Don’t underestimate the power of the desire to be happy. It drives everything we do. If you don't resolve your dissonance, eventually your desire for happiness will lead to a breach of integrity by way of rationalization, “It’s not that bad. Plus, look how much good it can do?”
Or special pleading “It’s different for me. This is a special case.”
Or self-justification “I can’t help it, and I’ll just make up for it this way…”
Temptation to divide your soul—to sacrifice what you believe to get what you want—is a clear warning that something is amiss.
Also, note that white-knuckling applies both ways. When you sacrifice what you want in favor of what you believe without first reconciling those things, you have not avoided gritted teeth, just changed the cause of it.
Temptation is a signal time to start seeking better answers.

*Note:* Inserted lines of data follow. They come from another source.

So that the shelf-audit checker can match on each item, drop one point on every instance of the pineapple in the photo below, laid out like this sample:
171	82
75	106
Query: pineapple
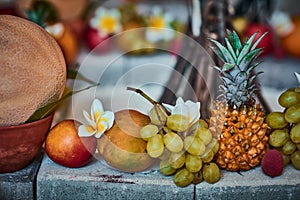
236	119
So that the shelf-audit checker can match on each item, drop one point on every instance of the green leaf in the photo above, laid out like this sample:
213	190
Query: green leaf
73	74
245	49
224	51
218	53
49	108
227	67
42	12
249	58
234	40
229	47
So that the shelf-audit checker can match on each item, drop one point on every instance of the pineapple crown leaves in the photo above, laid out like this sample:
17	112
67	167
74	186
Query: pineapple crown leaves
237	73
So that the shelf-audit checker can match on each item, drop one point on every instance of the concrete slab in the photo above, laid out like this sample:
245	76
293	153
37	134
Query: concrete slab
98	181
20	184
252	184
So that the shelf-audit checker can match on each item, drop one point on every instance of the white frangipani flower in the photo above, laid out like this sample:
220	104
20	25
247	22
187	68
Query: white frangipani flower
159	26
189	109
107	21
98	121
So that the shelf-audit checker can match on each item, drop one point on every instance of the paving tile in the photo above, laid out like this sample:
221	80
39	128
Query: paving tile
97	181
20	184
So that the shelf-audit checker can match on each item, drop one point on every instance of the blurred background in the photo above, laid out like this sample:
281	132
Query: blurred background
79	26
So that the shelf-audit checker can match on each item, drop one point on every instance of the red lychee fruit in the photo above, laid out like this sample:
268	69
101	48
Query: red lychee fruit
272	163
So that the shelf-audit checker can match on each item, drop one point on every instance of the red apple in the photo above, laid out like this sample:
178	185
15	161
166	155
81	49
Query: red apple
64	146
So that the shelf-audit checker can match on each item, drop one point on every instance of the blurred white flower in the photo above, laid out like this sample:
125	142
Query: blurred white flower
188	109
159	26
106	21
281	23
98	121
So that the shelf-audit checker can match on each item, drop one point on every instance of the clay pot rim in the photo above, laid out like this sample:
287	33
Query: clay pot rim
25	125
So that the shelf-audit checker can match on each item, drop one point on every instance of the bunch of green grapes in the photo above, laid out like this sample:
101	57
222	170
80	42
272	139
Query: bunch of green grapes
185	152
285	127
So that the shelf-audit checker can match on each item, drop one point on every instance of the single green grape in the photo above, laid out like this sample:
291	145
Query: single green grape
194	145
155	146
183	177
204	134
289	147
173	142
158	115
292	114
202	123
198	178
295	133
276	120
165	168
148	131
177	122
177	160
193	163
289	98
279	137
165	155
208	156
211	172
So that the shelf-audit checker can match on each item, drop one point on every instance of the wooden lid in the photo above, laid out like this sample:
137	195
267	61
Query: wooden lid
32	68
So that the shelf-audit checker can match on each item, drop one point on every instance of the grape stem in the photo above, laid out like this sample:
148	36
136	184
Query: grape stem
143	94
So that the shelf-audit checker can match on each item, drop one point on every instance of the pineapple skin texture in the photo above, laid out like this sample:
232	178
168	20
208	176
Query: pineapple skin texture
242	135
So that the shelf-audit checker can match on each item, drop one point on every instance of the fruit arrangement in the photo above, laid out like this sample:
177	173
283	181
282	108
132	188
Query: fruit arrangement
181	141
236	119
285	127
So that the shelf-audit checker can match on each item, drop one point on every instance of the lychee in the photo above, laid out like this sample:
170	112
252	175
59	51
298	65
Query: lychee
272	163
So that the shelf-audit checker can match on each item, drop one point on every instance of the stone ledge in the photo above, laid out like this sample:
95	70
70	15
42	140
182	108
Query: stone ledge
97	181
20	184
252	184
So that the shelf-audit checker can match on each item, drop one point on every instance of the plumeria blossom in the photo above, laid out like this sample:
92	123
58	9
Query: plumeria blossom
106	21
98	121
188	109
159	26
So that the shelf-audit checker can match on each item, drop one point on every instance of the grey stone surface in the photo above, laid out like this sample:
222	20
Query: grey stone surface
278	73
97	181
20	184
252	184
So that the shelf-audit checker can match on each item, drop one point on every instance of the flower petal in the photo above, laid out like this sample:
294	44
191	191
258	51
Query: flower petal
96	110
85	131
109	117
180	108
89	119
168	107
101	128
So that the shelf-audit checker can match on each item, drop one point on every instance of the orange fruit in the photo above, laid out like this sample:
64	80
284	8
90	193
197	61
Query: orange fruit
291	42
121	146
64	146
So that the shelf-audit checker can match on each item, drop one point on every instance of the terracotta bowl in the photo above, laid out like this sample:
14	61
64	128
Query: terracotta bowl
20	144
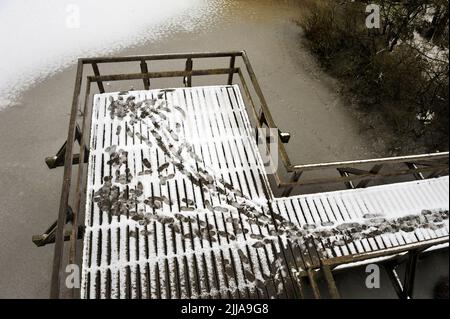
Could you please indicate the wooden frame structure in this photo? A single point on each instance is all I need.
(354, 174)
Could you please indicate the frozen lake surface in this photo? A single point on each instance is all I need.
(41, 37)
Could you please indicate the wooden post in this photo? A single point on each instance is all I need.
(144, 70)
(187, 81)
(230, 76)
(294, 179)
(101, 88)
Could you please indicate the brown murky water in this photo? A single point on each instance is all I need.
(303, 101)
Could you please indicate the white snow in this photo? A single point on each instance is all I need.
(41, 37)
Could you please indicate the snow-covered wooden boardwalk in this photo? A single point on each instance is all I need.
(360, 221)
(179, 204)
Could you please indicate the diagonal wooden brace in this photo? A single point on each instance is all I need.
(58, 159)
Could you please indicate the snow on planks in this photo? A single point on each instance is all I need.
(356, 221)
(185, 239)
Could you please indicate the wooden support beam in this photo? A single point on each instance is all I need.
(101, 88)
(332, 288)
(375, 170)
(144, 70)
(294, 179)
(230, 75)
(187, 80)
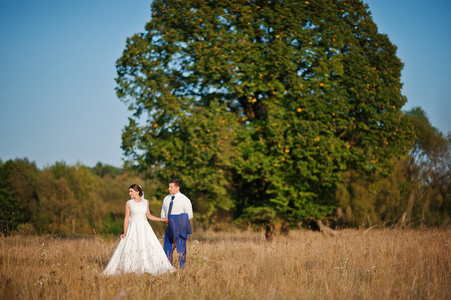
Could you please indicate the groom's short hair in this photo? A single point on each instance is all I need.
(176, 181)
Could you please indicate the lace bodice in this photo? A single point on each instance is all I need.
(138, 210)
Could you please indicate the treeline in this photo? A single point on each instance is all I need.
(416, 193)
(63, 199)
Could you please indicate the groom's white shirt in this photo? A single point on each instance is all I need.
(181, 205)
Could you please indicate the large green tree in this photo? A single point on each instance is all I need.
(262, 104)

And hurry. The sand you’re standing on is shifting fast.
What to do—
Take the discussion to a more basic level of thought, looking for the underlying beliefs that are supporting both sides of the problem. The temptation to compromise one value reveals another value that's crying for attention.
Persuade your soul—not to “do what’s right” but rather to figure out why you have a conflict at all.

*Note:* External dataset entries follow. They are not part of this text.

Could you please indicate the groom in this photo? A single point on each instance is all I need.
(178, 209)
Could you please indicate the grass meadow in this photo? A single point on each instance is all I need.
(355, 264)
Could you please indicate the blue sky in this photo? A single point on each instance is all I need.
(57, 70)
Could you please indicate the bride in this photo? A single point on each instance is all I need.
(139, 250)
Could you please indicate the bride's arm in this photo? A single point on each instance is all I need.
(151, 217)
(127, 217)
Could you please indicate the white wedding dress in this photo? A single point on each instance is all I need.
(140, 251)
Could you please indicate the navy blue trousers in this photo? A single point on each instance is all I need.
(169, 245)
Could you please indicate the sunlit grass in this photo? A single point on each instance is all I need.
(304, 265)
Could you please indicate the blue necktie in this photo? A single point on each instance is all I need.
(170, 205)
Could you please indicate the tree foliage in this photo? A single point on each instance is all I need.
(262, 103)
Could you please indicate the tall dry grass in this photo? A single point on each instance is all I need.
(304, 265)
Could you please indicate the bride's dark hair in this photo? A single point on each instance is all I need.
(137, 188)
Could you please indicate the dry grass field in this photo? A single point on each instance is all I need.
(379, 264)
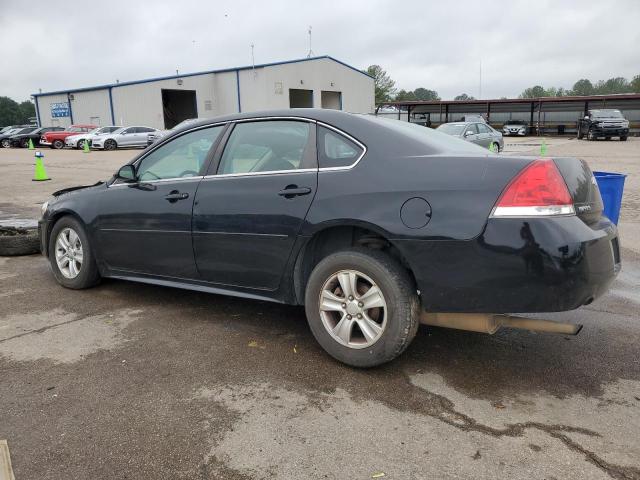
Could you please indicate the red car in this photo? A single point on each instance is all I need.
(56, 139)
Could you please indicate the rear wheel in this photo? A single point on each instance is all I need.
(362, 307)
(71, 256)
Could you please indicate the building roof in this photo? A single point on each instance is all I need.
(193, 74)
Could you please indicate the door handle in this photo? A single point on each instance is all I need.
(175, 195)
(291, 191)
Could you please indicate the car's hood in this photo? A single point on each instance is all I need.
(73, 189)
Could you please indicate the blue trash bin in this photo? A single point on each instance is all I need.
(611, 186)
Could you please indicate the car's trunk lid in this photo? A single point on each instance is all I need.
(582, 188)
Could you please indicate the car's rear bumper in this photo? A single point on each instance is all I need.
(517, 265)
(610, 132)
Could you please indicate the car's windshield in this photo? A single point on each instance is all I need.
(452, 128)
(607, 114)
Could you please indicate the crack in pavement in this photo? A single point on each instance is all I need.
(467, 423)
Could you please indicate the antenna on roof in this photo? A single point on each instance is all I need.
(253, 61)
(310, 54)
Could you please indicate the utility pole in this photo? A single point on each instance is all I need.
(310, 54)
(480, 89)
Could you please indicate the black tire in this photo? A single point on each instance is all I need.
(18, 241)
(88, 275)
(402, 306)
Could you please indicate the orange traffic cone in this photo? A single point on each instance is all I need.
(40, 174)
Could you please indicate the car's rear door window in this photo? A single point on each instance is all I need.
(336, 150)
(266, 146)
(181, 157)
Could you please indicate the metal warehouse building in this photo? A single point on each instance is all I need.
(164, 102)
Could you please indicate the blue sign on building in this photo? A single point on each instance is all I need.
(60, 110)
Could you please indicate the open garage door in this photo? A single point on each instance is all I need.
(178, 105)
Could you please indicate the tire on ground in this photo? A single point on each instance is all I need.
(88, 275)
(399, 290)
(18, 241)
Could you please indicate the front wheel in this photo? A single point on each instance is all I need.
(71, 256)
(110, 145)
(362, 307)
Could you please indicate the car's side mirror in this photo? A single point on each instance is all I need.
(126, 173)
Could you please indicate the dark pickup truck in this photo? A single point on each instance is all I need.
(603, 123)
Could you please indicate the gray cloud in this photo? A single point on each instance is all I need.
(429, 44)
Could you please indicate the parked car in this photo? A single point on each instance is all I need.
(155, 136)
(124, 137)
(6, 129)
(515, 127)
(22, 139)
(369, 223)
(474, 132)
(56, 139)
(77, 141)
(5, 138)
(603, 123)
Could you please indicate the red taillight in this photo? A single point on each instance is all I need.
(539, 189)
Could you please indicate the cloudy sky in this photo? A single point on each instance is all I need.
(436, 45)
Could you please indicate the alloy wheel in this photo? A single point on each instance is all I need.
(353, 309)
(69, 253)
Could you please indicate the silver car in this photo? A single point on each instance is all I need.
(128, 137)
(474, 132)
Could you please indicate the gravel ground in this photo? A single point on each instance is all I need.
(132, 381)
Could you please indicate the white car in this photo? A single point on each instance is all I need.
(77, 141)
(123, 138)
(515, 127)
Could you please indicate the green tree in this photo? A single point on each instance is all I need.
(425, 94)
(582, 87)
(384, 85)
(9, 112)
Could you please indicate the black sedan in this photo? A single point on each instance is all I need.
(22, 139)
(373, 225)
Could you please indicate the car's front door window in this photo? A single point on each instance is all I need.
(182, 157)
(266, 146)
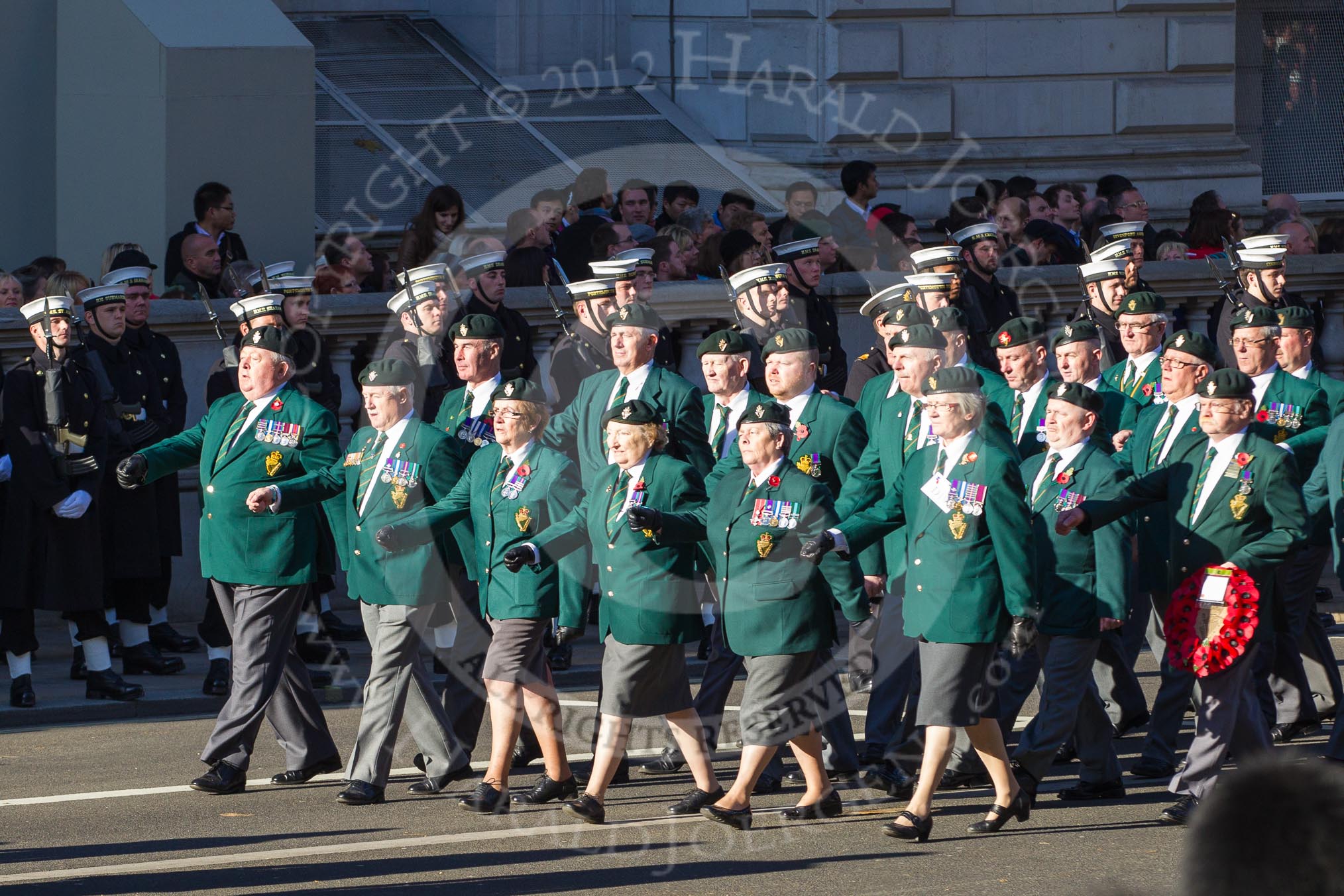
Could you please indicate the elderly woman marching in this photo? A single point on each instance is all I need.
(968, 582)
(511, 490)
(649, 609)
(777, 610)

Don’t discuss ethics, “What I should and shouldn’t do,” but rather discuss metaphysics, “What is the nature and purpose of this thing I’m conflicted about?” When you have gone deep enough to sufficiently answer all of your questions you’ll no longer have a conflict. You may be sad, you may suffer in some way, but it will be suffering accompanied with internal peace and unity within your own soul.
3. Pockets of meaninglessness, boredom, or guilt.

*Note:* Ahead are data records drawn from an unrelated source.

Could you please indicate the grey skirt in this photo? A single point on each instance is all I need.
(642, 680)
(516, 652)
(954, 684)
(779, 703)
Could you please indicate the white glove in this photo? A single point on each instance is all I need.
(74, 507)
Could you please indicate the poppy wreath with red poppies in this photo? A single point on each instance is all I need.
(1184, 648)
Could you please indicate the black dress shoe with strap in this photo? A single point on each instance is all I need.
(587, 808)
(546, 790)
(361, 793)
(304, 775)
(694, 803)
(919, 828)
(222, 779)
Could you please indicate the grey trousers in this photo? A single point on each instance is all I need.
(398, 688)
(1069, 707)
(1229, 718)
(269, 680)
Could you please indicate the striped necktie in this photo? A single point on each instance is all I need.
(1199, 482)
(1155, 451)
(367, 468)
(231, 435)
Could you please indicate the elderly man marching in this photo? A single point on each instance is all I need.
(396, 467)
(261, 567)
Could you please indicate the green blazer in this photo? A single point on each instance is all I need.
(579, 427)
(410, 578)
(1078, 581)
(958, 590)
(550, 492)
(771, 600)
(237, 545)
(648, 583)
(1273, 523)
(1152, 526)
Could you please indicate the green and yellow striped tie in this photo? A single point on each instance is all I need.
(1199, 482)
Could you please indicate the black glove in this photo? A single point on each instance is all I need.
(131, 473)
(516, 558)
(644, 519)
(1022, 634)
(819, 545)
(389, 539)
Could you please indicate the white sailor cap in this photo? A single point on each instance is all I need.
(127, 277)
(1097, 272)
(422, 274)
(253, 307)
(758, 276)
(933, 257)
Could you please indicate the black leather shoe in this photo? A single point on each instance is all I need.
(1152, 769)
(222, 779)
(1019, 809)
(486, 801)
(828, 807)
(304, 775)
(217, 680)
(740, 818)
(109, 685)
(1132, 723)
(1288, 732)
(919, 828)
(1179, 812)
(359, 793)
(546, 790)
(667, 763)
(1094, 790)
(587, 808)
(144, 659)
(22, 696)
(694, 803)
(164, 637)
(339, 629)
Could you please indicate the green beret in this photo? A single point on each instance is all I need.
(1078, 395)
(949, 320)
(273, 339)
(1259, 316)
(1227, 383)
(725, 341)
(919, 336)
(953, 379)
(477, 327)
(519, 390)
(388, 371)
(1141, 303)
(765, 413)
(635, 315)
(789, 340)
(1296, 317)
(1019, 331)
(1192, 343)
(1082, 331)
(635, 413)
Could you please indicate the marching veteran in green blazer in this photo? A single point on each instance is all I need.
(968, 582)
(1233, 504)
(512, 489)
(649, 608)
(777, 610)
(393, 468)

The luster of life is gone. Work is more drudgery than joy. You don’t feel particularly and joyfully influential. In general, life feels sort of “blah.” Generalized feelings of guilt or like you “must be doing it wrong because you should be happier.”
Why seek growth?
This is often our first awareness that something isn't right. But really... a little boredom? Who can't handle that? The problem is that boredom is a sign of lost meaning, lost purpose. To neglect, avoid, or resist seeking meaning and joy, is easy to do. It's so convenient to simply seek pleasurable distractions.
But the precursor to breaching integrity is being tempted to breach integrity and the precursor to temptation is a lack of joyful meaning. We are rational creatures who by nature seek happiness through understanding and meaning. So to fail to seek meaning is to deny your own nature and bet against yourself.
If you fail to take the cue from your boredom, guilt, and meaninglessness that you need to seek greater understanding, then you’re headed for temptation. Your soul will seek satisfaction one way or another. Count on it.
What to do—
Rouse your soul from complacent or apathetic sleep and seek new knowledge and understanding about the nature of things. Take your thoughts from the physical and emotional and get them into the spiritual. Ask big questions. Deep questions. Foundational questions. Question everything. Ask yourself, “Why?” A lot. Why should it be that way? Why isn’t it different? Why do I do what I do? Why do I want what I want? What’s my life message to those I love the most? If you had to write your own epitaph, what would it say?
Boredom and guilt spiral down into temptation. Temptation spirals down to a breach of integrity. Self-examination, Self-leadership, and Self-expression reverse this.